Acho válido traçar um rápido panorama externo do próximo mandato. Se Dilma de fato vencer as eleições, o Itamaraty (foto) deve manter as estratégias atuais. E isso pode significar não apenas a manutenção do pragmatismo independente, mas também um aprofundamento das divergências de posicionamento com os EUA. Aliados que se opõem a Washington em uma série de questões, como Irã e Turquia, por exemplo, acabaram ganhando prestígio em Brasília porque servem de trampolim para o projeto internacional brasileiro.
Como costumo escrever, a geopolítica é bastante complexa e coloca o Brasil em situação favorável, o que pode levar a Casa Branca a minimizar as críticas ao Itamaraty em nome de algumas características importantes; o Brasil tem se firmado como líder regional, mesmo a contragosto de competidores importantes – casos de México e Argentina; e um ponto que tem sido completamente esquecido é a dedicação local aos combustíveis alternativos.
Este é um ponto que tende a se tornar ainda mais importante a partir de agora para a administração Obama. O investimento na área não é apenas uma bandeira teórica que reafirma a diferença deste presidente americano em relação ao antecessor e ao Partido Republicano. Hoje esta é uma questão urgente, como mostra reportagem do New York Times.
“Combustível fóssil é a importação número um para o Afeganistão. Para proteger este carregamento, afastamos as tropas de seus principais objetivos no território: lutar ou se dedicar à população local”, diz Ray Mabus, secretário da Marinha e ex-embaixador na Arábia Saudita.
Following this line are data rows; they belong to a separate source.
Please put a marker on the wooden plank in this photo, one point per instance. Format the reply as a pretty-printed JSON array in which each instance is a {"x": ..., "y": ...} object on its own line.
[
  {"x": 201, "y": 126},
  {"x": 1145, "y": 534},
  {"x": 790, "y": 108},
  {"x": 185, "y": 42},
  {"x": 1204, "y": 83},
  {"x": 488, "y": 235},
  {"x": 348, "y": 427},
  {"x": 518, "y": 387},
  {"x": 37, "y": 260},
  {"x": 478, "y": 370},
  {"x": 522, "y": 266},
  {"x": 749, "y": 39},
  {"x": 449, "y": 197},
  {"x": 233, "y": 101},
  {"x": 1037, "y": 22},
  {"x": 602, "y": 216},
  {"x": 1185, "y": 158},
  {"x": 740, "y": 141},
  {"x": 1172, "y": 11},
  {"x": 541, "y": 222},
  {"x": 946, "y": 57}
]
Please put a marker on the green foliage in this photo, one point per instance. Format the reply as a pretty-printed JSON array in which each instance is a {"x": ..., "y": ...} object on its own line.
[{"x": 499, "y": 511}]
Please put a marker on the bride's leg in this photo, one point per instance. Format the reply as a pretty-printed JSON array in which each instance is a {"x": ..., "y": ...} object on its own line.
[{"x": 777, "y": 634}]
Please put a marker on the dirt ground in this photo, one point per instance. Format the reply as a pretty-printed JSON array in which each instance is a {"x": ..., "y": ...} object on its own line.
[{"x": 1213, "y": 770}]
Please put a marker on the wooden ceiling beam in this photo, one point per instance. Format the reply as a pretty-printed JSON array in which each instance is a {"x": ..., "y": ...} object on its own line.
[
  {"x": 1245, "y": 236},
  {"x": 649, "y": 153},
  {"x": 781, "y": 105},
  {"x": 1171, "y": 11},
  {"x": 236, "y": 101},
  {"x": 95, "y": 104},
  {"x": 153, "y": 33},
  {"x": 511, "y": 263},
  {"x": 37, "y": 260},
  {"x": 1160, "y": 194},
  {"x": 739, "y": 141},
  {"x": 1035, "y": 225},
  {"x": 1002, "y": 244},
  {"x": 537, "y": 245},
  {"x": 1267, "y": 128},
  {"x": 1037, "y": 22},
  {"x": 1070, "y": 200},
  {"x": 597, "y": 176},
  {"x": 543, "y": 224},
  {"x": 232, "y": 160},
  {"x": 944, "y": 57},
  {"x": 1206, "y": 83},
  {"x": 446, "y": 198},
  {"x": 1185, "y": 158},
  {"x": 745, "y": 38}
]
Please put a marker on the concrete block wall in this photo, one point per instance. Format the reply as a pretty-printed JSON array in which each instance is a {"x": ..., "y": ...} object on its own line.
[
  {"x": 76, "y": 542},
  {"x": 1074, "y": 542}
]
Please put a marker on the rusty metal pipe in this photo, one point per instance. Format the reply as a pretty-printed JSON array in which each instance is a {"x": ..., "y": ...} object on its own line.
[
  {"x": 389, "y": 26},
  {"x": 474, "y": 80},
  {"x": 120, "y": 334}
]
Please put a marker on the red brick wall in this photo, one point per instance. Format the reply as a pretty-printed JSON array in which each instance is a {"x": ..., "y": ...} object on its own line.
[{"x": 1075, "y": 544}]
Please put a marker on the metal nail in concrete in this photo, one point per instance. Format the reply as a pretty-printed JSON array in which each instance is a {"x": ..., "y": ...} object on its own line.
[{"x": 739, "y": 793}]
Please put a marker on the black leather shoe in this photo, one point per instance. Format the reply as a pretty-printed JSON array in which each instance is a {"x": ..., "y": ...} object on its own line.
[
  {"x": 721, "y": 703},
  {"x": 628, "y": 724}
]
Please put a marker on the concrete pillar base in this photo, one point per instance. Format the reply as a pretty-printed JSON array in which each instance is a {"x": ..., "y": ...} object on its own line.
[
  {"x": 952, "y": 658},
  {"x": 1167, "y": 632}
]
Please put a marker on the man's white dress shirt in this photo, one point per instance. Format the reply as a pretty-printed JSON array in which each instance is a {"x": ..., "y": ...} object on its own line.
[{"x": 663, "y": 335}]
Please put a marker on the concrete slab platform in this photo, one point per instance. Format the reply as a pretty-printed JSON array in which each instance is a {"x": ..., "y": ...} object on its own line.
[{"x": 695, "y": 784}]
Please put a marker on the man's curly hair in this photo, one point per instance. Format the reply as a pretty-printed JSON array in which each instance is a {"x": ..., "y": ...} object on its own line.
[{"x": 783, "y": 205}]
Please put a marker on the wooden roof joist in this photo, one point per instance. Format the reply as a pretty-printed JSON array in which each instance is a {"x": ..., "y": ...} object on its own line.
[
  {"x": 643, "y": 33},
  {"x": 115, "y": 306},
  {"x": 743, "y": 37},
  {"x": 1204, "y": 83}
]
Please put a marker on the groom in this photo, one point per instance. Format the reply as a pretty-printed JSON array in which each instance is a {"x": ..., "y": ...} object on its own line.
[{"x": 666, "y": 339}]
Ou seja, como maior produtor de etanol no mundo, as perspectivas de negócios brasileiros são muito animadoras. Ainda mais se levarmos em conta que a presença americana no Afeganistão não deve ser encerrada em curto prazo. Se de fato a ideia do Itamaraty é exercer práticas externas independentes e pragmáticas, perceber esta grande oportunidade pode ser uma forma de aplicar o discurso ao mundo real. Sem a menor dúvida, aliados como o Irã, por exemplo, não aprovariam tal interação entre Brasília e Washington.
Uma análise criativa feita pelo jornalista Vinod Sreeharsha aposta num governo de perfil internacional menos ativo, se Dilma for eleita.
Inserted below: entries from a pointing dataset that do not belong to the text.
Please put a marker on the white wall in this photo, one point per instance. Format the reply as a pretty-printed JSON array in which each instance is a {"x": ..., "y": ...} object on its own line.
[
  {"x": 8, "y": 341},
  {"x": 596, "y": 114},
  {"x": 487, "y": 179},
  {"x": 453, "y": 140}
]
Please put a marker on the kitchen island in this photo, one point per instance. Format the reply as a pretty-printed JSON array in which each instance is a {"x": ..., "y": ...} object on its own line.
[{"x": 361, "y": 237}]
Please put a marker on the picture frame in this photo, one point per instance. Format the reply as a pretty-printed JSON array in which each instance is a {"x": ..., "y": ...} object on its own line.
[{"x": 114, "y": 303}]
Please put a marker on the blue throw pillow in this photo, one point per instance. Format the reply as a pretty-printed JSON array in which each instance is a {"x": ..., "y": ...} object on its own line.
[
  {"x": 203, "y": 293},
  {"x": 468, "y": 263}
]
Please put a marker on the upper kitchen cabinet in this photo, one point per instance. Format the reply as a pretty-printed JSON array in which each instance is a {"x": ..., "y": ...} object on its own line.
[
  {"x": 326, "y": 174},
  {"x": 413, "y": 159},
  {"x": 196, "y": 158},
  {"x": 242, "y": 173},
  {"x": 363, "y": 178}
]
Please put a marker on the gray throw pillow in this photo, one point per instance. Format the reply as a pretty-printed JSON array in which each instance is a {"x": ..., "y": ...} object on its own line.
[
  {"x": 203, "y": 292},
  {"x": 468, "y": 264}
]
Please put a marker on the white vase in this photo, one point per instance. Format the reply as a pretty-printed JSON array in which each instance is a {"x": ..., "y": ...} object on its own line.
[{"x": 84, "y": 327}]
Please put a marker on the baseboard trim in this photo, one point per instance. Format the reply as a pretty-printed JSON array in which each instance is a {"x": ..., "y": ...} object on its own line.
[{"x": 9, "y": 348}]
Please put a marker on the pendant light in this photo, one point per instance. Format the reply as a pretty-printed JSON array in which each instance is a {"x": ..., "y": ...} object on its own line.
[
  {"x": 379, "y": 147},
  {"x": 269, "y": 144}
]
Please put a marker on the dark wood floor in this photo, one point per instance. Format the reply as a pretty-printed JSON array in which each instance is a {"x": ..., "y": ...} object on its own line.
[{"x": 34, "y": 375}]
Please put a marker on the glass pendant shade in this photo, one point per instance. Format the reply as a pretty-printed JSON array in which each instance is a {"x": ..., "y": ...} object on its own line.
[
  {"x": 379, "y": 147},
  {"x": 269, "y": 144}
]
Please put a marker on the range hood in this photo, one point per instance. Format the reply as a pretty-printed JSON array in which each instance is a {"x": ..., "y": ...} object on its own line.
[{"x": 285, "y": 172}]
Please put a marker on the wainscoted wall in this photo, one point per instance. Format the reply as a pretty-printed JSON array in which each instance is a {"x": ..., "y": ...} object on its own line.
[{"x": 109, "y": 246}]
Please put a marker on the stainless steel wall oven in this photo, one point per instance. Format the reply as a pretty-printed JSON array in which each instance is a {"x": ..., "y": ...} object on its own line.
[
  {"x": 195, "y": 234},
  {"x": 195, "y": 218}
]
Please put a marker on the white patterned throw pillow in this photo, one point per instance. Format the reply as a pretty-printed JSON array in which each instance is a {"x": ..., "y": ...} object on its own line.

“Enquanto o carisma de Lula é difícil de ser batido, Rousseff é considerada uma intelectual disciplinada. Assim, é pouco provável que ela empenhe esforços em ousadas iniciativa na área de política externa. Isso pode ajudá-la a se relacionar com Obama”, escreve.
Apesar de considerar esta visão interessante por seu pioneirismo, não acredito que Dilma represente qualquer mudança nas diretrizes internacionais brasileiras. Até porque os maiores estrategistas do governo atual devem permanecer em seus cargos, casos de Marco Aurélio Garcia e Celso Amorim – este último o ministro das Relações Exteriores que ocupa a pasta há mais tempo em toda a história da república.
Um comentário:
Celso Amorim não só tem sido nosso chanceler nos oito anos do lulismo, mas também no Governo Itamar, e tem uma carreira diplomática impecável, o que vem a ser um contraste enorme em relação a alguns de seus antecessores, como Abreu Sodré, Olavo Setúbal, Gibson Barbosa, Magalhães Pinto, Juracy Magalhães e mesmo o Celso Lafer, que com toda aquela alta cultura não pôde trazer conquista alguma pra cá. Talvez Celso Amorim seja o único ministro de Lula que não tenha sido contraditório. Ao mesmo tempo pode ter sido a única gestão que não contradisse a estratégia geral do governo. Diferentemente dos governos militares, por exemplo, cujos chanceleres iam ao exterior negar o uso de tortura que os outros ministros praticavam. Só de nos livrar do tacape do FMI o Lula merecia uma medalha (lógico que eu não iria dar), só gostaria que não tivéssemos pago um preço tão alto por isso: ortodoxia econômica e falsa governabilidade.